OVEN: Preheat oven to 300 °F (148° C). Grease very well a standard 12-cup muffin tin with cooking spray and reserve. Meanwhile, blend whole eggs or only whites with cheese, cream cheese, and seasonings in the blender until frothy.
Pour mixture into the greased muffin tin and place your add-ins such as cooked bacon bites and spinach, or roasted red pepper and basil.
Place muffin tin into a large roasting pan with boiling water coming halfway up. Bake the whole egg mixture for about 30 minutes but the egg white mixture for about 20-25 minutes. They are ready when egg bites are just set and have a custard-like texture.
Let pan cool on a rack for 3 minutes, run a knife around the edges to loosen them, and gently remove bites.
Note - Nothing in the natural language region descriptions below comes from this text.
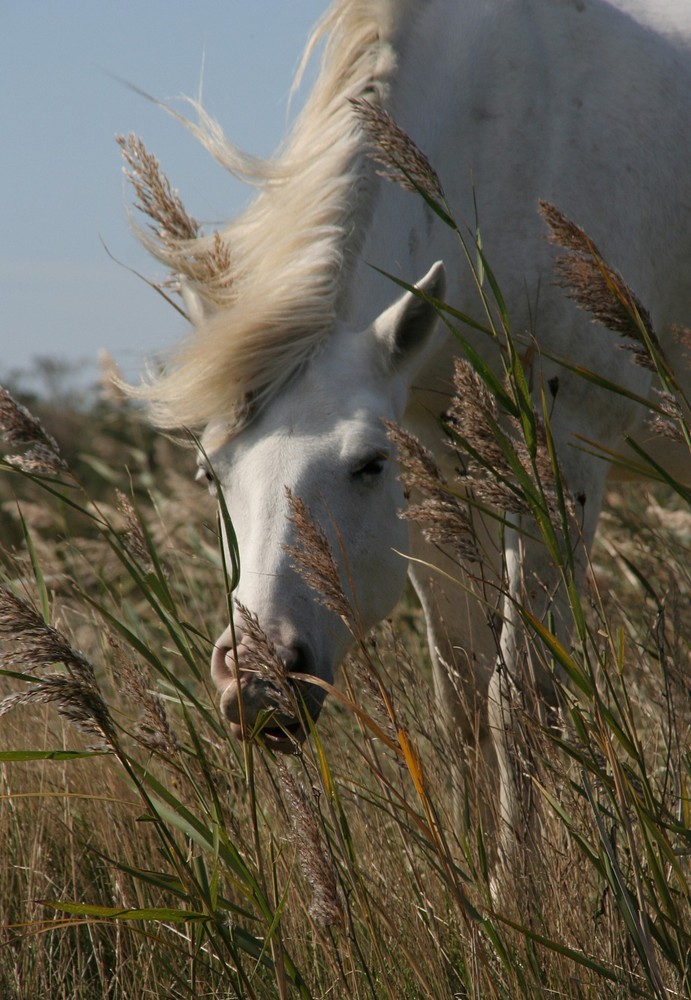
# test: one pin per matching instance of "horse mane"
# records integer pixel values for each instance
(264, 290)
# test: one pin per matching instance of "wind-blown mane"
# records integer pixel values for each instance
(266, 287)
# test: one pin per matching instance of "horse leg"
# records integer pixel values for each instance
(462, 619)
(523, 690)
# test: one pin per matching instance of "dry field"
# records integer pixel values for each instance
(147, 855)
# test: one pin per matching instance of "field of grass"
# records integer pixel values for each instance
(145, 854)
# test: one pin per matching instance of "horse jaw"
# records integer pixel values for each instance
(323, 440)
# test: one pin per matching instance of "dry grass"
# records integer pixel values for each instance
(354, 879)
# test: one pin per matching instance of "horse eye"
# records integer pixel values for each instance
(373, 467)
(204, 476)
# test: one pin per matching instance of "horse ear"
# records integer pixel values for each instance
(406, 330)
(197, 310)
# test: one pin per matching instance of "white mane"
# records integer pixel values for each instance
(274, 297)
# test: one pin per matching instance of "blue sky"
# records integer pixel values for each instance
(62, 195)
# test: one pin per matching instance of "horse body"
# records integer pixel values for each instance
(582, 103)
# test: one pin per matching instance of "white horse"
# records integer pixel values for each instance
(302, 348)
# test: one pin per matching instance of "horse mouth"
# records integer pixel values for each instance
(283, 736)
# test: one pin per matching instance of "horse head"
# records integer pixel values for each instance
(323, 440)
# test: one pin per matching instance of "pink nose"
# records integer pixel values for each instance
(252, 679)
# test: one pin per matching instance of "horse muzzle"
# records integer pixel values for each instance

You may use a spoon or invert them over a platter. Don’t wait much longer than 3 minutes or they may become difficult to remove. Serve while hot.
PRESSURE COOKER/INSTANT POT SOUS VIDE: Set up your Instant Pot or pressure cooker by pouring 1 cup of water inside the bowl and then place the rack/trivet. Next, put the silicone mold filled with the egg bites batter on top. Make sure to cover the mold with aluminum foil, lock the lid, and turn the valve.
Press the STEAM or SOUS VIDE function for 10 minutes. It may take about 5 minutes or so for the pressure to build up and the function to start working. After the 10 minutes are up, let the pressure release naturally for 10 minutes before removing the egg bites.
If you are using this method to cook our egg bites, it will take about 30 minutes from start to finish for this recipe (5 minutes prep, 5 minutes to build pressure, 10 minutes to cook, and 10 minutes to release natural pressure).